The Sunny Future for Cloud Management Tools | TechWell

The Sunny Future for Cloud Management Tools

So you invested in a shiny new enterprise cloud that cost a couple of million. Just how are you going to manage it?

Companies build enterprise cloud to save money, deliver more flexible IT services, and speed application time to market. 

However, as many companies have found to their chagrin, standing up an enterprise cloud is only half the battle—managing it successfully is the real challenge.

Previously, the available tools only addressed bits and pieces of the overall systems, so the only way to manage a cloud infrastructure was to build expensive in-house tools that integrated the management across the various cloud components. DIY is fine for large cloud service providers that have legions of expert systems administrators to support it, but it is not an acceptable solution for the average enterprise. 

To address the obvious gap, an emerging class of enterprise-ready, cloud management tools is in various stages of development, launch, or production. A sampling of these includes the more mature platforms such as Agility Platform by ServiceMesh, BMC’s Cloud Computing Management for Enterprises, Enstratus, and RightScale Cloud Management.

Up and coming tools include Cloud Cruiser, which focuses on cloud billing and chargeback, plus Scalr and AppFirst, with both taking an interesting open source approach. ServiceMesh, Kaavo, and AppFirst have developed some SDLC and workflow tools for a more application-centric view of cloud management.

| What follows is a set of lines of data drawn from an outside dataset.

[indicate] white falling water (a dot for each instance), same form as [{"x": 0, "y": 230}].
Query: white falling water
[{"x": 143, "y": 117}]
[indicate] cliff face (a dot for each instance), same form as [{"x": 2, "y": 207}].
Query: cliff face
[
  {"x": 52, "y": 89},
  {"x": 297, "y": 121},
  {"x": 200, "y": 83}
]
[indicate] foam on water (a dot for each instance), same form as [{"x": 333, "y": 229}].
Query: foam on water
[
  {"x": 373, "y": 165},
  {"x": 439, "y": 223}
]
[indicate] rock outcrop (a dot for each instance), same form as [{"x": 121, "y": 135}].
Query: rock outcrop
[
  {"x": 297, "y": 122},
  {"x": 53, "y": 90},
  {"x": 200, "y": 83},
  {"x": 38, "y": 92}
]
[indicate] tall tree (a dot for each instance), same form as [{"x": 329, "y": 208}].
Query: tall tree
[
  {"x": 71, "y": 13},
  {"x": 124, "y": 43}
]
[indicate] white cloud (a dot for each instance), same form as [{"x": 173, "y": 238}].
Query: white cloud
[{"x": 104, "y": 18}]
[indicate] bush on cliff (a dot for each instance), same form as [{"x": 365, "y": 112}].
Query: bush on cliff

Cloud Management tools typically fall into two categories. Cloud brokerage tools are designed to shift workloads to the most cost effective cloud based on a combination of internal rules and the costs of various public cloud offerings.

Originally pioneered by RightScale to manage workloads across public clouds, other venders such as Scalr, Enstratus, and Cloud Cruiser also offer this capability. While moving data and workloads between cloud vendors on the fly remains a challenge, for completely cloud-based services, brokerage tools make sense.

For an enterprise that needs to manage across private and public cloud infrastructures, more comprehensive tools that can support the underlying private infrastructure plus handle the cloud SDLC are called for. This is where the new offerings from Enstratus and ServiceMesh really shine.

With the 2010 purchase of Cloudkick by Rackspace, the November 2012 acquisition of Cloupia by Cisco, and the July 2012 acquisition of DynamicOPS by VMware, it is clear the enterprise IT vendors are waking up to the fact that well-integrated cloud management tools are essential for a successful enterprise implementation.

As the focus shifts away from a straight cloud cost arbitrage model and toward a more sophisticated view of how to manage cloud services for the enterprise, hopefully these tools will continue to mature to match the growing need.

Are they really enterprise ready? For the most part, not yet—but they are getting there fast!